BALCO leaker agrees to longer prison sentence

By Paul Elias
Associated Press

SAN FRANCISCO — The attorney who leaked grand jury testimony of Barry Bonds and other elite athletes investigated for steroid use agreed to a maximum sentence of two years and 9 months in prison, nine months longer than his original plea bargain.

In papers filed in San Francisco federal court today, prosecutors said Troy Ellerman is willing to accept that sentence after a judge last month rejected the original 24-month maximum sentence as too lenient.

Federal prosecutors did agree to reduce his maximum fine to $60,000 from $250,000.

District Court Judge Jeffrey White, who rejected the earlier deal, still must approve the new agreement when Ellerman returns to court July 12.

Ellerman's attorney Scott Tedmon said he still will argue that his client should be sentenced to 15 months in prison — an argument that didn't persuade the judge last month.
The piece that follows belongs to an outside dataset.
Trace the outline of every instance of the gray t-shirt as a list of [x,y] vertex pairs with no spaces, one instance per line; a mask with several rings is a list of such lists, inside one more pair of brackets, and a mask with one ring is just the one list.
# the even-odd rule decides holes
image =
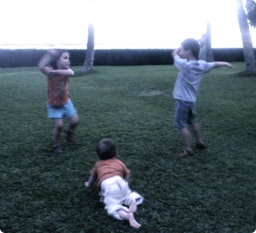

"We are trying to wrap this thing up without a lot of litigation," Tedmon said. "We're trying to give the judge some latitude."

Ellerman already voluntarily gave up his California license to practice law.

He pleaded guilty to allowing a newspaper reporter to see confidential transcripts of grand jury testimony from Bonds, Jason Giambi, Gary Sheffield and other athletes embroiled in the government's steroids investigation. The 44-year-old Ellerman initially blamed federal investigators for leaking the testimony.

Ellerman was a successful Sacramento attorney when Victor Conte, founder of the Bay Area Laboratory Co-Operative, hired him following the raid of the Burlingame nutritional supplements lab, part of the government probe. He also later served as the attorney for BALCO vice president James Valente.

According to the plea agreement, Ellerman had copies of the grand jury testimony being used to prosecute his clients and allowed San Francisco Chronicle reporter Mark Fainaru-Wada to view that testimony.

Fainaru-Wada and fellow Chronicle reporter Lance Williams then published stories in 2004 reporting Giambi and others had admitted using steroids, while Bonds and Sheffield testified they didn't knowingly take the drugs.

After Ellerman pleaded guilty to four felony charges of obstruction of justice and disobeying court orders in February, prosecutors dropped their case against the two reporters. They had faced up to 18 months in prison for refusing to divulge the source of the leak.